You are viewing a plain text version of this content. The canonical link for it is here.
Posted to commits@hbase.apache.org by se...@apache.org on 2019/06/10 23:15:26 UTC

[hbase] branch branch-2 updated: HBASE-22408 add dead and unknown server open regions metric to AM

This is an automated email from the ASF dual-hosted git repository.

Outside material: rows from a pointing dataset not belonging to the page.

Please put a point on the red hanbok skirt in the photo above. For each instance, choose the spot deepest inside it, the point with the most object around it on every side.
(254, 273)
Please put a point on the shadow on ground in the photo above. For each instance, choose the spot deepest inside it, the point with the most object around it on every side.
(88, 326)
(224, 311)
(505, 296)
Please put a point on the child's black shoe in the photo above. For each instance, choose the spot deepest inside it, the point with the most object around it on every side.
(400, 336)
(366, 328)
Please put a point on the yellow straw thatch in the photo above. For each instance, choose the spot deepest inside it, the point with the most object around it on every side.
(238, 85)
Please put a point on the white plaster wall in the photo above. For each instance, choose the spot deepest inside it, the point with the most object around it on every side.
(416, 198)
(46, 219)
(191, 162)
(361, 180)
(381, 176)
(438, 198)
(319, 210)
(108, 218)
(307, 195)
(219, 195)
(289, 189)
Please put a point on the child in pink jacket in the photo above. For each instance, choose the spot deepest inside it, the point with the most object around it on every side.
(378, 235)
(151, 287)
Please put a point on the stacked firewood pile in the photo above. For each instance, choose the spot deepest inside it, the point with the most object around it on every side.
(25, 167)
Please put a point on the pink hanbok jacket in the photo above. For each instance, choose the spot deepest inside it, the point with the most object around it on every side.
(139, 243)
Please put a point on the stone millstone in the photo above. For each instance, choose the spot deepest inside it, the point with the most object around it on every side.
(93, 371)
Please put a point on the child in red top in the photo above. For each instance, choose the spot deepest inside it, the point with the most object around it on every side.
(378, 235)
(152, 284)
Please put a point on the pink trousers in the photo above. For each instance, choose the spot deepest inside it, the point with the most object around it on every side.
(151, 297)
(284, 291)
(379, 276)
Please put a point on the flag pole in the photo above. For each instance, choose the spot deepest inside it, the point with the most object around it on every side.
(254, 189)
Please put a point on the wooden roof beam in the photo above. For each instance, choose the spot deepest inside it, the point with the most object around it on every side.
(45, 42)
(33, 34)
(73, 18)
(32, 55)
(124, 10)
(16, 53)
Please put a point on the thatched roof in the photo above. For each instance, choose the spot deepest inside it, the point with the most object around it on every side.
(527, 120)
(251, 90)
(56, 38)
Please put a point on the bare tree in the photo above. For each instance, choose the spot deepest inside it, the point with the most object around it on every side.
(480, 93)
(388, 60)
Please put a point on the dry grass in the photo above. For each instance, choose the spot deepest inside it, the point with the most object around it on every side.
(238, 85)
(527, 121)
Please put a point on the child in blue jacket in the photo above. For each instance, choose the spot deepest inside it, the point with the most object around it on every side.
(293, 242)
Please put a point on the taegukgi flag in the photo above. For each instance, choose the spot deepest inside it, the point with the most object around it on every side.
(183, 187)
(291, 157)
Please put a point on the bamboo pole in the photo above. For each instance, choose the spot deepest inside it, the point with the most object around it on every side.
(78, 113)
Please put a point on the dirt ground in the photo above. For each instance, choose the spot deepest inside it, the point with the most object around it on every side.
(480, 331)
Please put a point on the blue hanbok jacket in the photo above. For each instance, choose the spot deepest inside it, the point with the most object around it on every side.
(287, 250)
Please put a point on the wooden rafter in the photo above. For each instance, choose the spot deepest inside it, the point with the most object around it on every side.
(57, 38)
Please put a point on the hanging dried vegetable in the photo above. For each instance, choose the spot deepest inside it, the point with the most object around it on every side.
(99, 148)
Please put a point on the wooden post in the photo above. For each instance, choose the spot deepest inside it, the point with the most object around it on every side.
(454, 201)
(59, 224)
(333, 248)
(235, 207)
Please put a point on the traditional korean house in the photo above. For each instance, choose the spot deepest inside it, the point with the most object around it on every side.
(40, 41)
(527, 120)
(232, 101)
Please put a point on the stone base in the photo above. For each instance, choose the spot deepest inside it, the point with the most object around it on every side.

sershe pushed a commit to branch branch-2
in repository https://gitbox.apache.org/repos/asf/hbase.git


The following commit(s) were added to refs/heads/branch-2 by this push:
     new 89ea709  HBASE-22408 add dead and unknown server open regions metric to AM
89ea709 is described below

commit 89ea709cba0fe3f6090748f6b0b9d726d03493ba
Author: Sergey Shelukhin <se...@apache.org>
AuthorDate: Mon Jun 10 15:43:27 2019 -0700

    HBASE-22408 add dead and unknown server open regions metric to AM
    
    Signed-off-by: Duo Zhang <zh...@apache.org>
---
 .../master/MetricsAssignmentManagerSource.java     |  6 ++
 .../master/MetricsAssignmentManagerSourceImpl.java | 14 ++++
 .../hbase/master/MetricsAssignmentManager.java     |  8 ++
 .../apache/hadoop/hbase/master/ServerManager.java  | 17 ++++-
 .../hbase/master/assignment/AssignmentManager.java | 89 +++++++++++++++++++++-
 .../hbase/master/assignment/RegionStates.java      |  8 +-
 6 files changed, 137 insertions(+), 5 deletions(-)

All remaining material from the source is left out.